Seems to be a little less than indulgent. Not the sort of office space you'd
expect after hearing countless "lean & trim company" narratives.

------
netmau5
I liked the last design much more. The colored quotes over each product gave a
nice personality to the site; compared with the old one, I feel like I'm
looking at a black & white channel now: less color = less intrigue/excitement.
The font-size inconsistency creates noise in the organization and message of
the content.

------
hailpixel
I quite like it. I love the movement towards simple, playful interface with
some nice content to chew on without having to dive in. It seems they are
treating 37signals.com more as a brand destination then a product launch
point, which I think fits.

------
mortuus
Multiple comments have suggested that this page has elements reminiscent of
scam-related web pages, of the type where you are clearly being sold to.

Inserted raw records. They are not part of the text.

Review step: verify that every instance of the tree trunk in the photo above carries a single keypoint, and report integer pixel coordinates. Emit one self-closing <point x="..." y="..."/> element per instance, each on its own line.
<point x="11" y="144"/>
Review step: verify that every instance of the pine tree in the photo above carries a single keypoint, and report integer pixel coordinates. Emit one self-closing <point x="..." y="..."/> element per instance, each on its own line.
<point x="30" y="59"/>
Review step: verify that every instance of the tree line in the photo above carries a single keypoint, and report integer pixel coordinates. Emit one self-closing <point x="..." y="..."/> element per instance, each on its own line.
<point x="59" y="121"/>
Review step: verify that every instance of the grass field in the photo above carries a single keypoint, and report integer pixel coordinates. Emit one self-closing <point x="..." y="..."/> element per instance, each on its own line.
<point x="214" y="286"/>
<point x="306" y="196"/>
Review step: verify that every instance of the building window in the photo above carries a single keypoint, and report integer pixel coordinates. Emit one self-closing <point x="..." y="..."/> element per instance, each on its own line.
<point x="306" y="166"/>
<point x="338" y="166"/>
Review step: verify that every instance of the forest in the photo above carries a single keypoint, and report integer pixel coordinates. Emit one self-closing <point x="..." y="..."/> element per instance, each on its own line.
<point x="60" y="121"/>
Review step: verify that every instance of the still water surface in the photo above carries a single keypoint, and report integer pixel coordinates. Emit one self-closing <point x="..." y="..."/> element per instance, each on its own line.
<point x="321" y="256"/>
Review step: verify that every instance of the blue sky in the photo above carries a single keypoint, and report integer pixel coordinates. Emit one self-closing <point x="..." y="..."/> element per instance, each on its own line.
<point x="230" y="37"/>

Warning flags that come to mind: overuse of large fonts, very long pages with
repetition of content within the page, copy clearly designed to sell (with
particular emphasis on benefits to you the reader), big red arrows that guide
your attention

I consistently warn family members to be wary of claims made by organizations
using these tactics. The reason I do that is because they seem to work.

Does anyone have access to data or a link to research on these tactics?

------
mcyger
I would have loved to see the new website design while I was eating lunch
today, but it crashed my iPad Safari browser -- TWICE!

The first time I visited the site, my browser crashed. I didn't think much of
it. Hey, things crash. I started Safari back up and I was still on the 37
blogs site (where I was before the crash, when I clicked on the 37 Signals
link). Cool, I thought. Safari remembered my place and all my other windows
were saved too.

But the second time I clicked through to visit 37 Signals Safari crashed and
lost all of my other window information. That's a bummer because I still had
some stories I wanted to read.

37 Signals, please test on an iPad.

------
Tyrannosaurs
I don't want to tell Jason how to do his job, hell, he knows more about this
stuff than I do but I'm really not liking it.

Too much scrolling (which I thought was established as bad in Web Design 101
though I'd love to hear otherwise as 37signals have ignored this for a while),
and the lower sections manage to feel crowded despite having white space in
abundance (possibly due to using fonts as large as 18.5 pts for paragraphs of
text), the font sizes seem to be almost at random section by section.

It's nice that it doesn't look like every other website but beyond slight
originality it doesn't do it for me.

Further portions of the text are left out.